Research from O’Donnell’s lab has provided an overview of how the replication machine, or ‘replisome,’ functions in Escherichia coli, yeast, and humans. His recent work centers around humans and budding yeast, and understanding the dynamic behavior of the eukaryotic replisome components. His lab studies how the replisome performs nucleosome inheritance, the process by which nucleosomes (the fundamental structural unit of chromosomal DNA) are passed down from parental to daughter DNA during replication.

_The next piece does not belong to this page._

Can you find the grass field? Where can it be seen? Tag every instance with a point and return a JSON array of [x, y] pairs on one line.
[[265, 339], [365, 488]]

The lab’s findings also provide insights into how replisomes achieve the asymmetric inheritance needed for development, and how they participate in DNA damage checkpoint control pathways. The team employs strategies such as super resolution microscopy to observe individual replisomes in real time during DNA replication in living cells, and cryo-electron microscopy of DNA-replisome and other replisome-associated complexes.

O’Donnell’s lab recently succeeded in determining the architecture of the eukaryotic replisome, a feat not yet accomplished in a prokaryotic system. Eukaryotic replisomes must deal with histones, which organize the DNA in eukaryotic cells. The histones also regulate how the genome is expressed in different tissues of an organism, a process referred to as epigenetic inheritance. Cellular studies show the replisome is intimately involved with the inheritance of epigenetic information and cell fate, and the O’Donnell lab is working to understand the mechanistic details of these processes.

The lab is applying biochemical approaches along with techniques such as single-molecule technology, super resolution microscopy and cryo-EM single-particle reconstruction to understand how the replisome functions with other factors. These studies can be expected to provide new insights into eukaryotic replication, repair, and epigenetic inheritance.